AgentSkillsCN

cloudflare-performance-engineering

以Cloudflare性能团队的风格,打造高性能网络系统。本方法强调内核旁路(XDP/eBPF)、借助V8隔离器实现边缘计算,以Rust进行系统编程,运用智能路由,并对一切进行细致的测量与监控。适用于构建全球分布式的系统、DDoS防护、CDN基础设施,或任何在大规模场景下每毫秒都至关重要的系统。

SKILL.md
--- frontmatter
name: cloudflare-performance-engineering
description: Engineer high-performance network systems in the style of Cloudflare's performance team. Emphasizes kernel bypass (XDP/eBPF), edge computing with V8 isolates, Rust for systems programming, smart routing, and measuring everything. Use when building globally distributed systems, DDoS mitigation, CDN infrastructure, or any system where every millisecond matters at massive scale.

Cloudflare Performance Engineering Style Guide

Overview

Cloudflare operates one of the world's largest networks, handling over 35 million HTTP requests per second across 330+ cities. Their performance engineering philosophy combines deep kernel expertise, innovative use of eBPF/XDP, Rust-based systems programming, and relentless measurement. Key figures include John Graham-Cumming (former CTO), Marek Majkowski (kernel/networking expert), and the teams behind Pingora, Workers, and quiche.

Core Philosophy

"If you can't measure it, you can't improve it—and you're probably making it worse."

"Move the code to the data, not the data to the code."

"The fastest packet is the one you never have to process."

"Every millisecond matters when you multiply it by a trillion requests."

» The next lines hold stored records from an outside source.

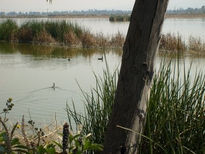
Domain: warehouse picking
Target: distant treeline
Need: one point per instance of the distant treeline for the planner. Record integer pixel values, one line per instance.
(64, 13)
(188, 11)
(98, 12)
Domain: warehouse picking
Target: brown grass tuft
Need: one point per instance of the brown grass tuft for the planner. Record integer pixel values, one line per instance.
(196, 44)
(170, 42)
(43, 37)
(70, 38)
(88, 40)
(25, 35)
(117, 40)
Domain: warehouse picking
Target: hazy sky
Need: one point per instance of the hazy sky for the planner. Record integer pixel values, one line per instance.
(64, 5)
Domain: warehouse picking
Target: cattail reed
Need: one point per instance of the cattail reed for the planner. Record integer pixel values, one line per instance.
(65, 137)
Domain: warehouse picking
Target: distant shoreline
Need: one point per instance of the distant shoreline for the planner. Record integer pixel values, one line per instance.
(104, 16)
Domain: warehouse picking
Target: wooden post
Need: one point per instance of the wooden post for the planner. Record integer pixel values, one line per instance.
(135, 76)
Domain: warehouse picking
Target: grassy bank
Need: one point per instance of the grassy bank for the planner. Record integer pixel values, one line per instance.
(72, 35)
(62, 33)
(119, 18)
(174, 121)
(175, 115)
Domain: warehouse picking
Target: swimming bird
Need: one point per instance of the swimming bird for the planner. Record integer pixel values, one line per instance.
(100, 58)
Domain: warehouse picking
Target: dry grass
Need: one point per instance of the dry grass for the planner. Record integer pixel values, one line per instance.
(43, 37)
(117, 40)
(71, 39)
(88, 40)
(196, 44)
(171, 42)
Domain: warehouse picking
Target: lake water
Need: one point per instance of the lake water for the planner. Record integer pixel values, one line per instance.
(185, 27)
(27, 72)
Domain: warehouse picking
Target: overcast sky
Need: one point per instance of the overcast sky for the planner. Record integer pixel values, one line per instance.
(66, 5)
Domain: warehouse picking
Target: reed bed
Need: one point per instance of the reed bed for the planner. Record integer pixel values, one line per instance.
(72, 35)
(172, 43)
(98, 107)
(176, 112)
(120, 18)
(175, 115)
(67, 34)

Cloudflare's approach: push computation as close to the user as possible (edge), eliminate unnecessary work at every layer (kernel bypass), use memory-safe systems languages (Rust), and measure everything in production with real user data.

Key Visionaries

John Graham-Cumming (Former CTO)

  • Emphasis on security and performance as complementary, not competing
  • "Help build a better Internet" mission driving architectural decisions
  • Deep technical roots in formal methods and computer security

Marek Majkowski

  • Pioneer of XDP/eBPF adoption at scale for packet processing
  • Author of foundational posts: "How to drop 10 million packets per second"
  • Kernel bypass expertise, pushing Linux networking to its limits

The Pingora Team

  • Replaced NGINX with custom Rust proxy handling 35M+ req/sec
  • 70% less CPU, 67% less memory vs. previous Lua/NGINX stack
  • Demonstrates commitment to owning the entire stack

Design Principles

  1. Edge-First Architecture: Compute at the network edge, not in centralized data centers.

  2. Kernel Bypass When It Matters: Use XDP/eBPF to process packets before they hit the kernel stack.

  3. Memory Safety at Scale: Rust for new systems code—eliminate entire classes of vulnerabilities.

  4. Measure with Real Users: RUM (Real User Measurement) over synthetic benchmarks.

  5. Smart Routing Over Dumb Pipes: Use network intelligence to route around problems.

  6. Isolate, Don't Containerize: V8 isolates for sub-millisecond cold starts.

Performance Numbers to Know

text
Cloudflare Network Scale:
──────────────────────────────────────────────────────────
Network locations                            330+ cities
Peak requests per second                     35,000,000+
Percentage of Internet traffic               ~20%
Average distance to any Internet user        <50ms

Packet Processing (XDP/eBPF):
──────────────────────────────────────────────────────────
iptables DROP                                ~2M pps/core
XDP DROP (kernel)                            ~10M pps/core
XDP DROP (native driver)                     ~26M pps/core
L4Drop (Cloudflare XDP)                      ~10M pps/core (with complex rules)

Workers (V8 Isolates):
──────────────────────────────────────────────────────────
Cold start time                              <1ms (vs 100ms+ containers)
Isolate memory overhead                      ~2MB (vs 35MB+ containers)
Time to global deployment                    <30 seconds

Pingora (Rust Proxy):
──────────────────────────────────────────────────────────
CPU reduction vs NGINX                       70%
Memory reduction vs NGINX                    67%
Connection reuse improvement                 Significant (multi-threaded)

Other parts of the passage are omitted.